Kv2vec: A Distributed Representation Method for Key-value Pairs from Metadata Attributes

Chenxu Niu, Wei Zhang, Suren Byna, Yong Chen

Published: 2022, Last Modified: 05 Jan 2026HPEC 2022EveryoneRevisionsBibTeXCC BY-SA 4.0

Abstract: Distributed representation methods for words have been developed for years, and numerous methods exist, such as word2vec, GloVe, and fastText. However, they are not designed for key-value pairs, which is an important data pattern and widely used in many scenarios. For example, metadata attributes of scientific files consist of a collection of key-value pairs. In this research, we propose kv2vec, a method that captures relationships between keys and values and represents key-value pairs in dense vectors. The fundamental idea of the kv2vec method is utilizing recurrent neural networks (RNNs) with long short-term memory (LSTM) hidden units to convert each key-value pair to a distributed vector representation.
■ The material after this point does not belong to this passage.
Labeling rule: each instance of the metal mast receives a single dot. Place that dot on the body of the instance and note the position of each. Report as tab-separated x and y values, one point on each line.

This new method overcomes the weaknesses of existing embedding models for representing key-value pairs as vectors. Moreover, it can be integrated into dataset search solutions through querying metadata attributes for self-describing file formats that are widely used in HPC systems. We evaluate the kv2vec method with multiple real-world datasets, and the results show that kv2vec outperforms existing models.